Slice analysis

Answers

What slice analysis is, the two-role split (by_slice dispatcher vs slice_pairwise_test / slice_joint_test inference), and when to reach for each. For the API surface, see by_slice and slice_pairwise_test / slice_joint_test.

Slice analysis asks "is this factor stable across a partition of the panel?" The partition can be a market regime (bull / bear, high-vol / low-vol), a universe (large-cap / small-cap, listed-board / OTC), a sector, an ADV bucket, a calendar period, or any other column you can attach to the panel. by_slice — the descriptive dispatcher — is axis-agnostic: it partitions on any column and runs evaluate per slice.

The inference functions are not. Cross-slice testing splits on a statistical fault line the dispatcher does not see — do the slices share dates?
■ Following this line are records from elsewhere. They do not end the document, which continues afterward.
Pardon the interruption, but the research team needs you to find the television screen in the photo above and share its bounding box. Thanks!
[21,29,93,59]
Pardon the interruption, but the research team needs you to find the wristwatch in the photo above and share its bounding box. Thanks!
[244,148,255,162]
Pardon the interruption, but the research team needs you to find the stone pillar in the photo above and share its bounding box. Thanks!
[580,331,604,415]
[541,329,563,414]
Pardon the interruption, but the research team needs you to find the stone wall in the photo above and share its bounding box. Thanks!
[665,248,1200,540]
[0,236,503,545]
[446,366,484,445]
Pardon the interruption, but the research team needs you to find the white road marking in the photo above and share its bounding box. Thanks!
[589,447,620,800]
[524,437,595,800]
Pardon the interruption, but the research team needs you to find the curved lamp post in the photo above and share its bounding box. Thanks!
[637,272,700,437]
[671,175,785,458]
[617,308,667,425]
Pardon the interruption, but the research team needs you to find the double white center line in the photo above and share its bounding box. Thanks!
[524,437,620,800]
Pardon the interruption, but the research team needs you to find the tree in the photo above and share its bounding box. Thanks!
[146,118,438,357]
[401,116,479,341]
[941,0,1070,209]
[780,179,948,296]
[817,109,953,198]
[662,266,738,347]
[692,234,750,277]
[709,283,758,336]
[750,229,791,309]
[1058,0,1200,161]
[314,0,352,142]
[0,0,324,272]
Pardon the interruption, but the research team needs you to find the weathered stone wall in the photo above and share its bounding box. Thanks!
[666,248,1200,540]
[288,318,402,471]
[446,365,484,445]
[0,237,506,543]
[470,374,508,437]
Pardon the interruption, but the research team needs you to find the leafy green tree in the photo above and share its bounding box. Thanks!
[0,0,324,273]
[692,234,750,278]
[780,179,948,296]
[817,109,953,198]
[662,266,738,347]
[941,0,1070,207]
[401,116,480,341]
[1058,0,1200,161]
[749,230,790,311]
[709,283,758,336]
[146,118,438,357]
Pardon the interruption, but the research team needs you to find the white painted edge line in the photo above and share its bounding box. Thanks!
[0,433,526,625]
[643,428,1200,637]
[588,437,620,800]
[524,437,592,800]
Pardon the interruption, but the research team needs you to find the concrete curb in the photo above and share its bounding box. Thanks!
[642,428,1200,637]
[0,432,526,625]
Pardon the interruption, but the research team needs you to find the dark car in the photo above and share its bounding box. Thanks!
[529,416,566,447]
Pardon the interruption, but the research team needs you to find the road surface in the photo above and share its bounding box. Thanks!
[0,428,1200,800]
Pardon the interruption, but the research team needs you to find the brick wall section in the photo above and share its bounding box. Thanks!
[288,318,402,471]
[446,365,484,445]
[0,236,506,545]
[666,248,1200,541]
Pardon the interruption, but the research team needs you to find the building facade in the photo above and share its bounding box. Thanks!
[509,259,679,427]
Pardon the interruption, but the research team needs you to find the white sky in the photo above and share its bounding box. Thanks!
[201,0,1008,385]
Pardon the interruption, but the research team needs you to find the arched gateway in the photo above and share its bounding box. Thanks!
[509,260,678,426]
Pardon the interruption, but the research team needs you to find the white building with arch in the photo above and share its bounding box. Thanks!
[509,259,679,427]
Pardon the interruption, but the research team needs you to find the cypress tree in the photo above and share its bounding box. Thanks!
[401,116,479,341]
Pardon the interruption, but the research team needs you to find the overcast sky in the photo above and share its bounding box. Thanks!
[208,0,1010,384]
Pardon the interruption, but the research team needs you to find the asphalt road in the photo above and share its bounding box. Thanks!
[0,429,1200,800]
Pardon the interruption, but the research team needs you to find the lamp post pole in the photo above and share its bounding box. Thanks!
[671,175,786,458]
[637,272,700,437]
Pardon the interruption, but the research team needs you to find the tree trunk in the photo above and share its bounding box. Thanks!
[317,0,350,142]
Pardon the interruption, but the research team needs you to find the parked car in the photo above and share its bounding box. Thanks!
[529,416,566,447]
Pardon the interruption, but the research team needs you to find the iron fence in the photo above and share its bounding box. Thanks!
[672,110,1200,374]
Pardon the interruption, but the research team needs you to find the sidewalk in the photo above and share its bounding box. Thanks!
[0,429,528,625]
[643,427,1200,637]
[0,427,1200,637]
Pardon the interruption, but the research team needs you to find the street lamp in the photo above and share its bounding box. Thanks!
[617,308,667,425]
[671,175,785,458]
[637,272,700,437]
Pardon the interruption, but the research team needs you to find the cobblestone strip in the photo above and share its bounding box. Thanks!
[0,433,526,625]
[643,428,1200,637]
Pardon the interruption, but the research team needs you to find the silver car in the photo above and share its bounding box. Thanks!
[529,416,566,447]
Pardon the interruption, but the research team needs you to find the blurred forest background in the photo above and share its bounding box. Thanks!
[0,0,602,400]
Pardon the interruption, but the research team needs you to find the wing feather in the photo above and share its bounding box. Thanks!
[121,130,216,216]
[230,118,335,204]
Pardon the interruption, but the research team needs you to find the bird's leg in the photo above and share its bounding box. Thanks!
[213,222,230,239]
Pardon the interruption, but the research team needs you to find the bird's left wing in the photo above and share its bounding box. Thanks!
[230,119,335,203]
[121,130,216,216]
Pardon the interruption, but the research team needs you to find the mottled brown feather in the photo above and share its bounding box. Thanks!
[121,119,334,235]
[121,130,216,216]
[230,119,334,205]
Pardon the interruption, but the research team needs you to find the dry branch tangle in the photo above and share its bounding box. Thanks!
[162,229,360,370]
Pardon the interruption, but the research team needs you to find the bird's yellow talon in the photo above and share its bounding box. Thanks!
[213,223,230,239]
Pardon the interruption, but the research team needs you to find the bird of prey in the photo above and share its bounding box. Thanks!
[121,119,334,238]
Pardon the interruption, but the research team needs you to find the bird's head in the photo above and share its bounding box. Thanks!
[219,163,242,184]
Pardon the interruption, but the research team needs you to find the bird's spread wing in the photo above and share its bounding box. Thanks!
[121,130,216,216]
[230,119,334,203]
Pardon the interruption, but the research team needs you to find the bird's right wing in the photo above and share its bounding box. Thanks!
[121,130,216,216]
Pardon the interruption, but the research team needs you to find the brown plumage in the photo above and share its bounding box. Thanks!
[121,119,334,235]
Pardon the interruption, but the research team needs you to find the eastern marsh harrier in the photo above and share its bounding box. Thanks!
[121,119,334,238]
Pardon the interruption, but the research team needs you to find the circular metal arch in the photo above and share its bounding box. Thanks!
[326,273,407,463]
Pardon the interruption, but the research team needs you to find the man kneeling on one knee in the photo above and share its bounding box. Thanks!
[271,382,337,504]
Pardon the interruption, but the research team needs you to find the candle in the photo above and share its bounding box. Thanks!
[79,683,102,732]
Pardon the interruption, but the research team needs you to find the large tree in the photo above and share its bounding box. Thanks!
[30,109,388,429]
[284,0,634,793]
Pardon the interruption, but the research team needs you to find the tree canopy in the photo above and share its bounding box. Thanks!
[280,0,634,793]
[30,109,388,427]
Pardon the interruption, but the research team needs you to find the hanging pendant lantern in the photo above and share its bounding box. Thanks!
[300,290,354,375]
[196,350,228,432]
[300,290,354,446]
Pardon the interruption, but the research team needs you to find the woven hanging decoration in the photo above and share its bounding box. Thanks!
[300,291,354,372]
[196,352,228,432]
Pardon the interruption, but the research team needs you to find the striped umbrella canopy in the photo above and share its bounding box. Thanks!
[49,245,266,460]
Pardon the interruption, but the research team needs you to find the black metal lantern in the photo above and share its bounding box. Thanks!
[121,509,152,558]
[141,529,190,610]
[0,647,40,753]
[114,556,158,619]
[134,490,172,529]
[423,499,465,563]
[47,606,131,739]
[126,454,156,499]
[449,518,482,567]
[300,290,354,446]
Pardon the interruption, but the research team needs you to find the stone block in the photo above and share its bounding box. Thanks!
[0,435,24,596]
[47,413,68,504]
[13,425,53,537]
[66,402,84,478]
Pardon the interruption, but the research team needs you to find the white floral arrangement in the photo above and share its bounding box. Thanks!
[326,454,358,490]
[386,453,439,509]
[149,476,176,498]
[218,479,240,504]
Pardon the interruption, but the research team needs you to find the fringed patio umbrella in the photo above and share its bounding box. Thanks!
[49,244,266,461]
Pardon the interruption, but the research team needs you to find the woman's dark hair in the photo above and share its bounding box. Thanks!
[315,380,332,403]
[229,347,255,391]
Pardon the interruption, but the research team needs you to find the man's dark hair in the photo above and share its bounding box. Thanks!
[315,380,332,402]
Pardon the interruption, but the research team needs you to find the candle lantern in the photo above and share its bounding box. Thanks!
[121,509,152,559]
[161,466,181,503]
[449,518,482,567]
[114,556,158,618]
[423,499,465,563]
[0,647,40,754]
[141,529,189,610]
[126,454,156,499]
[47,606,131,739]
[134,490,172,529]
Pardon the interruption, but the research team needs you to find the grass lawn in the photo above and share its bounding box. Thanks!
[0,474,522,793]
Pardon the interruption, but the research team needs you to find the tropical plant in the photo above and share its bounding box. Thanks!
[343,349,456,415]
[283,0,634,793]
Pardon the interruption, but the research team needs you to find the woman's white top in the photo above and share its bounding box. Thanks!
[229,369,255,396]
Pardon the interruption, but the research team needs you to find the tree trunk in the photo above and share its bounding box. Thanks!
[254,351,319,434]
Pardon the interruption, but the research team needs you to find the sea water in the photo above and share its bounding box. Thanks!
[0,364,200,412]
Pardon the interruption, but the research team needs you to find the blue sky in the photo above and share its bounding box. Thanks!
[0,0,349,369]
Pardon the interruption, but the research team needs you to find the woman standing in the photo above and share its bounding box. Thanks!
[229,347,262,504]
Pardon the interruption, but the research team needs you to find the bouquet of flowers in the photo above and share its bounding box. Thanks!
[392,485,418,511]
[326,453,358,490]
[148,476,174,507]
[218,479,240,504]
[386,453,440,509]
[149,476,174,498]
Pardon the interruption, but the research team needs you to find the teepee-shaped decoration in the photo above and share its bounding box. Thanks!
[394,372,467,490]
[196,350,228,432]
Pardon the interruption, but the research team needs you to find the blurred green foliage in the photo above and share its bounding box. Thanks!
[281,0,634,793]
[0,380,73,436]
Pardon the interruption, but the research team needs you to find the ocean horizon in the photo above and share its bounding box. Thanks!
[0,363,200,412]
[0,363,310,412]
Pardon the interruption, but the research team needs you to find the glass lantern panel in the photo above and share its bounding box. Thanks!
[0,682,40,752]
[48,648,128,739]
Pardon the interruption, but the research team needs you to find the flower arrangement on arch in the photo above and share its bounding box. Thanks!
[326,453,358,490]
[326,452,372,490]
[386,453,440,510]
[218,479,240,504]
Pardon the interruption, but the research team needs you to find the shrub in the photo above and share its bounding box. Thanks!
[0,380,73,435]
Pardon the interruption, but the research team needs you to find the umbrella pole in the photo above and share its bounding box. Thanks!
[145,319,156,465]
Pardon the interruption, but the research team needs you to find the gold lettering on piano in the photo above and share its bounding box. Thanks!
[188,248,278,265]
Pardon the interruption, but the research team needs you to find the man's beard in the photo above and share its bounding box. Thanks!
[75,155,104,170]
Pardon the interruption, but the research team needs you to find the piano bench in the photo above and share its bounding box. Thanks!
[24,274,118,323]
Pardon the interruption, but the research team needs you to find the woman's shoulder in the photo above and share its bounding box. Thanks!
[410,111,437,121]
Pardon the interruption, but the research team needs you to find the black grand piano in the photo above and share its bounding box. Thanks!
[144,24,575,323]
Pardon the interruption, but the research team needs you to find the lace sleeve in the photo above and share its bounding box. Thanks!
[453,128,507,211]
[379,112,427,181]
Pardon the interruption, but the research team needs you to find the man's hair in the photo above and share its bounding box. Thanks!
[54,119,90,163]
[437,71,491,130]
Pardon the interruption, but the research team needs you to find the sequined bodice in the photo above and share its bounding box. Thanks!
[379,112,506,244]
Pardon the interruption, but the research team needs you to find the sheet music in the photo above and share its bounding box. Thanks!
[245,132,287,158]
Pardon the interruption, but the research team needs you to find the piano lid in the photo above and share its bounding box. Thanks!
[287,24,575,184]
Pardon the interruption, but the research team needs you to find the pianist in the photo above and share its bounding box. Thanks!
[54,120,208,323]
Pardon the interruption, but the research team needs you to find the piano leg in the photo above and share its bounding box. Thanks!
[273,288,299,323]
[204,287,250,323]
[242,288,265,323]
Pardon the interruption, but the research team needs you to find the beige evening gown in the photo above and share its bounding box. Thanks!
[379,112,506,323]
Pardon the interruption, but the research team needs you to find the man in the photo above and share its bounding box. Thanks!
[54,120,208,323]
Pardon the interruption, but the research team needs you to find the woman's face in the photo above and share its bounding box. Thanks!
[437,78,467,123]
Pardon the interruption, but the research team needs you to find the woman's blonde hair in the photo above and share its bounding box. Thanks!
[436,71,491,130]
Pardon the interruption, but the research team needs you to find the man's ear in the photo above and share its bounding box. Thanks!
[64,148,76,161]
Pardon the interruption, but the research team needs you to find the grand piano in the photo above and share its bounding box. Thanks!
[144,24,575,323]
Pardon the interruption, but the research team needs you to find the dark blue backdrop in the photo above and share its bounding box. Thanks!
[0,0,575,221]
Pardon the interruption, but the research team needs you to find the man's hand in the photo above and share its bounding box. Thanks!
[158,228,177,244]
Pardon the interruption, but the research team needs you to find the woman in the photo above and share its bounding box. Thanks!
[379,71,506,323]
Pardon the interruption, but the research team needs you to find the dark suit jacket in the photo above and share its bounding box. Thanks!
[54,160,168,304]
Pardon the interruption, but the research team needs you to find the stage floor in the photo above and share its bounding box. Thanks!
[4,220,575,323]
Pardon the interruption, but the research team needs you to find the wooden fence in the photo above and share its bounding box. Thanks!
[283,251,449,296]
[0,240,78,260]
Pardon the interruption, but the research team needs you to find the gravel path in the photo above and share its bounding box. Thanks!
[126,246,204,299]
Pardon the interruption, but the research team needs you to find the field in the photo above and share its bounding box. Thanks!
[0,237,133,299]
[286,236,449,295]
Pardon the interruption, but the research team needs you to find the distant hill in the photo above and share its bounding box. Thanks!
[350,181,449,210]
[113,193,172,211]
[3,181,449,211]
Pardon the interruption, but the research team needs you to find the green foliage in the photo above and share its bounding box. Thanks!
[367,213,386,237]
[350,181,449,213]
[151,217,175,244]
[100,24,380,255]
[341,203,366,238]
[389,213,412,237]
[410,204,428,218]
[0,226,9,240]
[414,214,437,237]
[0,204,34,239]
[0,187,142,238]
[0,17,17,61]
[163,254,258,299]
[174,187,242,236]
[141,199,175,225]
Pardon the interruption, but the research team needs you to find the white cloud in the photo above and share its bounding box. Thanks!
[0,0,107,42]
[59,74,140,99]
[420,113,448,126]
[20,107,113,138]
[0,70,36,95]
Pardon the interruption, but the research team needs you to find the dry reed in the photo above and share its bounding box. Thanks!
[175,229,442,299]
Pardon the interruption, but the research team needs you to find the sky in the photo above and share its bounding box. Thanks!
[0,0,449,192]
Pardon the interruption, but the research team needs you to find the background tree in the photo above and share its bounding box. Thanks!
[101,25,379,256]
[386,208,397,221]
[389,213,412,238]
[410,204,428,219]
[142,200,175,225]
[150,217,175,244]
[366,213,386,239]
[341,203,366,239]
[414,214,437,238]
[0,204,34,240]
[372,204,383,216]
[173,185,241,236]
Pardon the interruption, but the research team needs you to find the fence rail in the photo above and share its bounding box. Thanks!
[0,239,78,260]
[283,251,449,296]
Cross-sectional / date-aligned slices (sector, size bucket, liquidity tier) co-exist in time; cross-slice covariance is real and enters through a joint Newey-West HAC. → slice_pairwise_test / slice_joint_test.
Date-disjoint slices (market regime, calendar period, in/out-of-sample) share no dates; they are (approximately) independent samples with block-diagonal covariance. The cross-sectional pair inner-joins on date and raises <2 aligned dates here. → slice_period_pairwise_test / slice_period_joint_test, which treat each slice as an independent sample (bootstrap by default, analytic HAC opt-in).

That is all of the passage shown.